I'm sorry but I can not agree with the above statement. Ssds are so much faster at loading programs and and opening files. Each email is essentially a file that needs to be opened … further complicated by often having attachments (pdfs, jpegs, word files, etc. etc.) embedded in the email. These attachments need to be opened by another program (word, paint, etc.) that needs to load and access the attachment file. Who of us hasn’t spent annoyingly long periods of time watching the ‘little circle spin’ while this is done? This is exactly what ssds are sooooo much better at … click on the attachment and ‘bang’ … there it is. This quote from Office Watch (I note that this would apply to any email reading program … not just ‘Outlook):
“Office benefits
Outlook is the main beneficiary of a solid state drive. That’s to be expected since Outlook is really a large database application which runs better if it can get information from the hard drive faster.”
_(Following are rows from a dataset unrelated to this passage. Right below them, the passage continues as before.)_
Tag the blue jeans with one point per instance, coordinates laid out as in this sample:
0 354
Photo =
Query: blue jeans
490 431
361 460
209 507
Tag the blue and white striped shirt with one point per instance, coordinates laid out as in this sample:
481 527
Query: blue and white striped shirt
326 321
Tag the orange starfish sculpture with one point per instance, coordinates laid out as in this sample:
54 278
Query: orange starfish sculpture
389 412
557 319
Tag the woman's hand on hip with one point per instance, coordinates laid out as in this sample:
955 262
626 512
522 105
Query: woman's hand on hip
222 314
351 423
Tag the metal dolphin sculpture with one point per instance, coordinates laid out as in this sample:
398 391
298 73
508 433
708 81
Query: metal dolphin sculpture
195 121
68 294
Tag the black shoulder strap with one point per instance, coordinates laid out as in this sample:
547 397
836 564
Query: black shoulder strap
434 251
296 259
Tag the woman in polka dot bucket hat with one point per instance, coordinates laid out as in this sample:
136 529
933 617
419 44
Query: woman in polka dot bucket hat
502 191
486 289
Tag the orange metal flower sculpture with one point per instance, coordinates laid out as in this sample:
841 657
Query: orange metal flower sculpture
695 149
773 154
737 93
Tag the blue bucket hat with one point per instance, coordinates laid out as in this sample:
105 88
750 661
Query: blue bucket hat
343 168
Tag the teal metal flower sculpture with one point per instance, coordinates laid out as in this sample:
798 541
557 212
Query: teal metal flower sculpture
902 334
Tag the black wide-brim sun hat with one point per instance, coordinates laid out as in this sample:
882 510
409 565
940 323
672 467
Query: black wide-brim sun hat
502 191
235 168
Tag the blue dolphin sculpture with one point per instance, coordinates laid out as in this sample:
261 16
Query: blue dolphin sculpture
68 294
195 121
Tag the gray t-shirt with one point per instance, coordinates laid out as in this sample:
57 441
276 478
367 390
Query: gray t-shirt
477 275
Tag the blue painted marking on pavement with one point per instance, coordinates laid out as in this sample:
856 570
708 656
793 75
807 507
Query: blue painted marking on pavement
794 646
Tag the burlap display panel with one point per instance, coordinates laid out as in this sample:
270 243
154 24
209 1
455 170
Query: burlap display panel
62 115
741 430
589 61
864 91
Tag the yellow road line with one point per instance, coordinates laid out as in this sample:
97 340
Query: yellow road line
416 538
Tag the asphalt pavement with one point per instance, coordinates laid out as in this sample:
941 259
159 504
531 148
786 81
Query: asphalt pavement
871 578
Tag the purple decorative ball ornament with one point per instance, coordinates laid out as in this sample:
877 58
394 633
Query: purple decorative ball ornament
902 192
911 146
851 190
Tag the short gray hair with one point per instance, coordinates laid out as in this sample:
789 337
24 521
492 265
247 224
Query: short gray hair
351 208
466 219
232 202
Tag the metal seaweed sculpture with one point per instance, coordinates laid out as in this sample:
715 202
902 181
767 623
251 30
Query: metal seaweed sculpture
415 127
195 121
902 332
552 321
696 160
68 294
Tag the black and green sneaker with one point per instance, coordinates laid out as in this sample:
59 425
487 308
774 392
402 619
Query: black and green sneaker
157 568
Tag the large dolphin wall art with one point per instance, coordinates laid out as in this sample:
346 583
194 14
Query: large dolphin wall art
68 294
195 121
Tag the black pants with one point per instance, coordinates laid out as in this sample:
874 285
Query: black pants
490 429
Thinking about Excel ... (apart from just loading in a flash) ... it would also benifit from a ssd. For sure, it would not give any benefit to simply entering data but as soon as you actually used the data … the benefit would be noticed. For excel to do anything … it has to load the appropriate module to do the task (even something as simple as a graph)… again this is something a ssd speeds up hugely. So this quote from somewhere?:
“Office work usually (depending on what you do and what software you use) needs a moderate to high amount of memory, moderate CPU, and fast sequential and random access reads on your disk (SSDs, even cheap ones, are typically excellent at this). The most important "feature" of office programs is that they are ugly fat pigs which are already heavy on their own, and load a lot of small plugins, addons, templates, and whatnot all the time. Loading can literally take minutes if your disk drive can't cope. Write speed usually does not matter at all. You don't save once every two seconds, and it is usually a very quick process, too.
→ SSD model definitively preferrable.”
And this quote from ‘Office Watch’:
"For Word, Excel and PowerPoint we definitely noticed a vast speed up in Windows Explorer display including Open and Save dialogs in Office. Instead of waiting for files and folders to appear, a file list appears in a flash – just like it’s supposed to . Navigating around folders is much faster and easier. This SSD advantage is worth the extra price in our view.
Of course there are also the general advantages of a Solid State Drive. Windows startup is faster and transition to/from hibernation or sleep modes is a lot faster with SSD.”